No change in Kosovo policy
The recent change of leadership in Belgrade is expected to bring about no change in Serbia’s Kosovo policy. “As far as Serbia is concerned, Kosovo is part of Serbia. We will never recognize the unilaterally declared independence of Kosovo,” The ambassador told Today’s Zaman in an exclusive interview. But he also stressed the need to continue dialogue, which the ambassador believes is “the only way to resolve issues in the region.”
200,000 Serbs visit Turkey a year
Turkey is the second most popular destination for Serbian tourists -- the first being Greece, which has the advantage of being much closer. Around 200,000 Serbs spend their vacation in Turkey each year. Tourism is sure to serve to break prejudices, which have their origin in history, between the two peoples. “Serbs who come to Turkey are amazed by the hospitality and the professionalism.
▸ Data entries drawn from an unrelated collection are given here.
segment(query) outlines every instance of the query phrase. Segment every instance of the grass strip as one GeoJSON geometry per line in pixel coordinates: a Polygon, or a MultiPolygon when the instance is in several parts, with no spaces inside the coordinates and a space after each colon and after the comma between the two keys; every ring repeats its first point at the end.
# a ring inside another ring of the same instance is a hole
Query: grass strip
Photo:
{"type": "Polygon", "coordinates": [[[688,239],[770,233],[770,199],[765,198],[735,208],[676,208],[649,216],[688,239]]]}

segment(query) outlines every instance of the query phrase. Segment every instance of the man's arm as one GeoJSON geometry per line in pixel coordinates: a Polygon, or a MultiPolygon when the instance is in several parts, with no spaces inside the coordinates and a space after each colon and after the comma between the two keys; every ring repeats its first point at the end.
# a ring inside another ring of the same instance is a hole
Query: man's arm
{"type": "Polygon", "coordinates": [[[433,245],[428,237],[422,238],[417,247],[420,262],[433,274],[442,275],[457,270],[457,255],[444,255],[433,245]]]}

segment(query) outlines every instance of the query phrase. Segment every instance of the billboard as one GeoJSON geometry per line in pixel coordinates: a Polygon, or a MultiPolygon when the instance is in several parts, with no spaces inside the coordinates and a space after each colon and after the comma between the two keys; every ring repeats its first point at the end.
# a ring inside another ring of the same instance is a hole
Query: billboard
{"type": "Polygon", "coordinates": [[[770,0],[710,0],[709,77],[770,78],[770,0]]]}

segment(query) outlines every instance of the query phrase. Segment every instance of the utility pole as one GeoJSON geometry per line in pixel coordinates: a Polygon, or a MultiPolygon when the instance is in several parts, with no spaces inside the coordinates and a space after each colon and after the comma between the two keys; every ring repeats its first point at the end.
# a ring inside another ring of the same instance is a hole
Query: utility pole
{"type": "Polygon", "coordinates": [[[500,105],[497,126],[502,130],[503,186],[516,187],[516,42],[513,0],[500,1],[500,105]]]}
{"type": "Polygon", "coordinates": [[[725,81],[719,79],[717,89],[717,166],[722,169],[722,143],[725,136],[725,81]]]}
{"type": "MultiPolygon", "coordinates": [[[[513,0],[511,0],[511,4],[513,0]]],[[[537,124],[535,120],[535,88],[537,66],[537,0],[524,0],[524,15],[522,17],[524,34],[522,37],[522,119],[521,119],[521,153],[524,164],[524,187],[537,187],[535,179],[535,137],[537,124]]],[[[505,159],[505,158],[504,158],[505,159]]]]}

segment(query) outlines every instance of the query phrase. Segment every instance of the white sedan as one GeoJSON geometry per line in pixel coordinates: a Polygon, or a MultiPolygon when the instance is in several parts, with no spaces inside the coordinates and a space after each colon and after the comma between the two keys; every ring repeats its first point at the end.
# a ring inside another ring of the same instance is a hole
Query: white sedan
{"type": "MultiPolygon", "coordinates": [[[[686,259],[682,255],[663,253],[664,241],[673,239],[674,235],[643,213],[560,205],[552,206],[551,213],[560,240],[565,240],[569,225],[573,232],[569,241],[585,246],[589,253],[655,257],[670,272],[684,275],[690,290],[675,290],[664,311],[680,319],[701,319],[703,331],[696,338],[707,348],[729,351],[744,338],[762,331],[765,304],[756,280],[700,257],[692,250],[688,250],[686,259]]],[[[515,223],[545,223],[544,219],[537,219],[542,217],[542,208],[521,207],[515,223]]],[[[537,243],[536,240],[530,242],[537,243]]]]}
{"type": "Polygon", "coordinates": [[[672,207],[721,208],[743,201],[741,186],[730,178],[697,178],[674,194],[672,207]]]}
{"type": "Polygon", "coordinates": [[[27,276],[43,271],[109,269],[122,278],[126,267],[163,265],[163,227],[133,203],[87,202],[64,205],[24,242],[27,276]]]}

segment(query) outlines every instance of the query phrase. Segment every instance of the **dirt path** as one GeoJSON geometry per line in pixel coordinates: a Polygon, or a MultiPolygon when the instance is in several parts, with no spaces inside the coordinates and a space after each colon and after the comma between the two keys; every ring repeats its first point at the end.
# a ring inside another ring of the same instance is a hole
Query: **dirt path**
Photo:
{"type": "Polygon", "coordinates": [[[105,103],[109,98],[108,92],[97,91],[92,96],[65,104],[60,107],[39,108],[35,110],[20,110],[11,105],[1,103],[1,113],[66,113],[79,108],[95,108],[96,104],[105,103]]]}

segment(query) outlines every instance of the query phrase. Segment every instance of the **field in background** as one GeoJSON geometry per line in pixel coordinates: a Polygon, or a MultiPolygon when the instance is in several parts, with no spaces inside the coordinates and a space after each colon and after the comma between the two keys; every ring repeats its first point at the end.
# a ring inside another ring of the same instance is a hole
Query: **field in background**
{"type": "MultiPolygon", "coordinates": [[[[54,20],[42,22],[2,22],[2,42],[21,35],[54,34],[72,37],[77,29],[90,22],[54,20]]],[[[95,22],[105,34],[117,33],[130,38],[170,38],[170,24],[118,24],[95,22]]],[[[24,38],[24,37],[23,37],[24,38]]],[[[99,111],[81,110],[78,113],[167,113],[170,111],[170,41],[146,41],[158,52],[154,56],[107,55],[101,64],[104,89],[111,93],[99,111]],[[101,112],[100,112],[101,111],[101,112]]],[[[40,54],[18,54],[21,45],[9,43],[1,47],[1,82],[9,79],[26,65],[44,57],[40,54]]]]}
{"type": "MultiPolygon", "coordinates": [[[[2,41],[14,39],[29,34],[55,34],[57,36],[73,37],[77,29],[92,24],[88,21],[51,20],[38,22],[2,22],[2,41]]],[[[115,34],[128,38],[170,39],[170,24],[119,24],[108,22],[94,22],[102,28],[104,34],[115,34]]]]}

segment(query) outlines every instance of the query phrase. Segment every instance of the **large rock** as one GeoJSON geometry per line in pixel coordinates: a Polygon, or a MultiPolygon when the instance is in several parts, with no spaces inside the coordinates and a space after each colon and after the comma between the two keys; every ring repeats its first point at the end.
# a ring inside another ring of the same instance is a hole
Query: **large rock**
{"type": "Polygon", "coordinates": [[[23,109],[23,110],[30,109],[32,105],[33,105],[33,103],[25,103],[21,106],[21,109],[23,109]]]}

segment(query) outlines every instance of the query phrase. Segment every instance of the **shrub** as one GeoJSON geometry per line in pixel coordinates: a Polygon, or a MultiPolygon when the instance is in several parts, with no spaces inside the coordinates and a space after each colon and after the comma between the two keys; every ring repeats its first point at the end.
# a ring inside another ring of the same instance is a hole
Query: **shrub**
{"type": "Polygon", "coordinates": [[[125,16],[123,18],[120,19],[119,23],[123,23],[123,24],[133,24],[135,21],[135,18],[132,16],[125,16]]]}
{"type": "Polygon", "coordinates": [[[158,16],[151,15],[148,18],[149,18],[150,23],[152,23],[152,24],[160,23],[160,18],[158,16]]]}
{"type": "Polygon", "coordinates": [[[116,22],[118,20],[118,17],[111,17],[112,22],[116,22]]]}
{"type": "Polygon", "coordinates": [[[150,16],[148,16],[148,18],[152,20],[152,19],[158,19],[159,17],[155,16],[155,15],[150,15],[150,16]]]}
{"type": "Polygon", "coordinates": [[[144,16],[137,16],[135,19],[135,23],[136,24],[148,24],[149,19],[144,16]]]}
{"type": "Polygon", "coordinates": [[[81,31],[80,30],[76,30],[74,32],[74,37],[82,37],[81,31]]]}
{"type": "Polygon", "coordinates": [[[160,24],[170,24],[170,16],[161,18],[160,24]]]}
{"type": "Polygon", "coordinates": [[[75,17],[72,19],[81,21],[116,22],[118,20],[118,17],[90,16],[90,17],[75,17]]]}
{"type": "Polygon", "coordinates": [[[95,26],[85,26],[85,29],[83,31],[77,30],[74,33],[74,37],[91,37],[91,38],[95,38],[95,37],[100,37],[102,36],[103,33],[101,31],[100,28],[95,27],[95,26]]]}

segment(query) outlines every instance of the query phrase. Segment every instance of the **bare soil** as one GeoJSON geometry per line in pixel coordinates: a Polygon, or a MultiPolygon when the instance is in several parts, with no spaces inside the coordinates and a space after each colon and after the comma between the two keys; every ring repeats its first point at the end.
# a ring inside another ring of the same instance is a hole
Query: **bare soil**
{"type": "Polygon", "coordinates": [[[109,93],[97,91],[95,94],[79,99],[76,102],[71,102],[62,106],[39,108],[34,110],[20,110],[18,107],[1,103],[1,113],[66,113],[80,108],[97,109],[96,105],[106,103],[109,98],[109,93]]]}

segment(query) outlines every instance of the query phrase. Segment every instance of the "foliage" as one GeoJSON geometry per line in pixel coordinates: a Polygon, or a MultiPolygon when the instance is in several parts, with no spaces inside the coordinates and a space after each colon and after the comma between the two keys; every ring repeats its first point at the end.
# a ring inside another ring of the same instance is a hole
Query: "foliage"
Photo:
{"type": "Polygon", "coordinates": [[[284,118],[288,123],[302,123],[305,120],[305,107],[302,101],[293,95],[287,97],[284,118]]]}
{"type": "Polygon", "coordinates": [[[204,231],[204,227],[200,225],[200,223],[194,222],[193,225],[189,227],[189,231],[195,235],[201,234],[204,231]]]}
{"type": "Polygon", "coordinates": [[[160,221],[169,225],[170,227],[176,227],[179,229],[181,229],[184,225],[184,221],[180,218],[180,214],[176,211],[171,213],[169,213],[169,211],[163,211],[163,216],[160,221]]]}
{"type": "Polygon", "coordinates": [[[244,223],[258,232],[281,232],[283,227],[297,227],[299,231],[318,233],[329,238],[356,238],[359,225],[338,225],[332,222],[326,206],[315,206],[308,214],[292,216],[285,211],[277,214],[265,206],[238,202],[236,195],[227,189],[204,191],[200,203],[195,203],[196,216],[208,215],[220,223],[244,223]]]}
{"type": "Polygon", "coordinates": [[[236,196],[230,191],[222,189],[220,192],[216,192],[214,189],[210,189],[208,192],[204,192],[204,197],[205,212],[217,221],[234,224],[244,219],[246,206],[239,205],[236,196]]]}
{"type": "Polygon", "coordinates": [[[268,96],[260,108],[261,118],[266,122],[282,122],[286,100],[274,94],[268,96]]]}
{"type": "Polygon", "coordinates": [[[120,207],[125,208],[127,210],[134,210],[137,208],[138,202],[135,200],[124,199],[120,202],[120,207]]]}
And they are breaking the prejudices when they go back,” said the ambassador, adding, “This is the best advertisement for Turkey.”
Actually, in this era of communication, prejudices seem to vaporize quickly. A Serbian businessman, who worked as a CEO in Turkey for a foreign company and who left Turkey a couple of weeks ago, didn’t have a single bad experience here, the ambassador noted. The same is true for Turkish business people in Serbia, who feel comfortable there. Having lived in the same region for centuries -- though as rivals -- the two peoples also have a fairly good number of similarities. There are quite a few words of Turkish origin in Serbian, such as yastık (pillow), çarşaf (blanket), börek (a kind of pastry), çizme (top boot), and cezve (coffee pot). And in Serbia, people order Turkish coffee as “Turca coffee.”